Layer 2: Transform-stage orchestration (~200 lines — the main cost)
Beyond init_anat_fit_wf, fMRIPrep imports and assembles ~10 sMRIPrep transform-stage workflows inline at level == 'full'. These are the most fragile lines in fMRIPrep — they break whenever sMRIPrep changes workflow signatures:
| Code block | Lines | What it does |
|---|---|---|
| Template iterator + standard-space volumes | 29 | init_template_iterator_wf + init_ds_anat_volumes_wf — resample T1w/mask/dseg/tpms into each standard space |
| Surface derivatives + outputs | 39 | init_surface_derivatives_wf + init_ds_surfaces_wf + init_ds_surface_metrics_wf + init_ds_fs_segs_wf — inflated surfaces, curvature, aparc, aseg |
| CIFTI morphometrics pipeline | 111 | init_gifti_morphometrics_wf + init_hcp_morphometrics_wf + init_morph_grayords_wf + init_resample_surfaces_wf + init_ds_grayord_metrics_wf + init_ds_surfaces_wf |
Layer 3: Utility imports (loose, acceptable)
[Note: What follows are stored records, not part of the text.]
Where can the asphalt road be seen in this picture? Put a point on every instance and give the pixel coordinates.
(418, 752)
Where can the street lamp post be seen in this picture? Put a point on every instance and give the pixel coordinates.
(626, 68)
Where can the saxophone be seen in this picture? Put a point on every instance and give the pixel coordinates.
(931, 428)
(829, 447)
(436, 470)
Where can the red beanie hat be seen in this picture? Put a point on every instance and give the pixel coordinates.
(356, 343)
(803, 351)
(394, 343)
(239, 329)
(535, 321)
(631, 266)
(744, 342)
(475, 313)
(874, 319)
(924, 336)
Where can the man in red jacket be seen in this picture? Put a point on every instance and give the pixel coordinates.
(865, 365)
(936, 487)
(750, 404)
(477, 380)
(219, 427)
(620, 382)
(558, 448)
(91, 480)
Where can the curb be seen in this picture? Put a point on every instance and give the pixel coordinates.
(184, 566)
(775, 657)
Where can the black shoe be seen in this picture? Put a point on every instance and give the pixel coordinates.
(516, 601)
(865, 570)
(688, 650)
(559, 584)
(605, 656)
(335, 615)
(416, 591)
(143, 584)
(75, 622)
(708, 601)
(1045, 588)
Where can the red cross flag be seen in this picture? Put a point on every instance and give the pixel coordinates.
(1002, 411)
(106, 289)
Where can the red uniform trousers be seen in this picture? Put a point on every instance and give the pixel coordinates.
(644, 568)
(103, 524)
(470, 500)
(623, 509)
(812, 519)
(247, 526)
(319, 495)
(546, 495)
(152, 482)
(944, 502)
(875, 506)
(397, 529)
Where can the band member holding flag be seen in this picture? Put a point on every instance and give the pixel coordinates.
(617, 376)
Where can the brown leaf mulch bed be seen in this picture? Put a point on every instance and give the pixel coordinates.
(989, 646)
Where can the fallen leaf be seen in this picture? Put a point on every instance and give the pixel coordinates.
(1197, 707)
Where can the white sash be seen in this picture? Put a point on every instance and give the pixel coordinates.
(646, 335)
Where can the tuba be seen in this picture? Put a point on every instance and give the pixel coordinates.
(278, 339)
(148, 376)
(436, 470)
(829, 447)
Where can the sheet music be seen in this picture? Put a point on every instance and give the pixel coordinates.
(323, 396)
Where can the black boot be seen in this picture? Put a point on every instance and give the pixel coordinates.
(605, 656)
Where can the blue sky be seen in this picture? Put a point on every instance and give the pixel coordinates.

Other sMRIPrep imports across fMRIPrep:
| File | Line | Import |
|---|---|---|
base.py:100 |
stringify_sessions |
|
base.py:271 |
collect_derivatives (as collect_anat_derivatives) |
|
base.py:505 |
TemplateFlowSelect |
|
bold/base.py:678 |
init_resample_surfaces_wf (for non-CIFTI surface outputs) |
|
bold/resampling.py:884,961 |
smriprep.data (atlas ROI files) |
|
interfaces/reports.py:43 |
ReconAll (for reports) |
|
interfaces/bids.py:184 |
stringify_sessions |
What fMRIPrep consumes from sMRIPrep
Every output field flowing from anat_fit_wf.outputnode into downstream workflows (connection block at L882-L900 for BOLD, plus L427-L445 for standard space, L474-L498 for surfaces, L556-L614 for CIFTI):
Tier 1 — Core volumetric (always needed):
t1w_preproc, t1w_mask, t1w_dseg, t1w_tpms, t1w_valid_list
Tier 2 — FreeSurfer / surfaces (when run_reconall):
subjects_dir, subject_id, fsnative2t1w_xfm, white, pial, midthickness, thickness, sulc, curv, anat_ribbon, cortex_mask, sphere_reg_fsLR/sphere_reg_msm
Tier 3 — Standard space and CIFTI (at level='full'):
template, anat2std_xfm, std2anat_xfm, std_t1w, std_mask, midthickness_fsLR, curv_fsLR, thickness_fsLR, sulc_fsLR
Critical observation: There is no formal contract specification. The coupling is encoded purely in Nipype connection tuples scattered across base.py. A field rename in sMRIPrep silently breaks fMRIPrep.
Proposed architecture
The two-phase design
Phase 1 — Precomputed-first lookup: fMRIPrep checks for existing sMRIPrep derivatives (via --derivatives or --anat-derivatives). Using smriprep.utils.bids.collect_derivatives(), it populates an anatomical_cache dict. If the cache contains all fields required by the current configuration (level, run_reconall, spaces, cifti_output, msm_sulc), fMRIPrep skips init_anat_fit_wf entirely and feeds the cache into buffer nodes.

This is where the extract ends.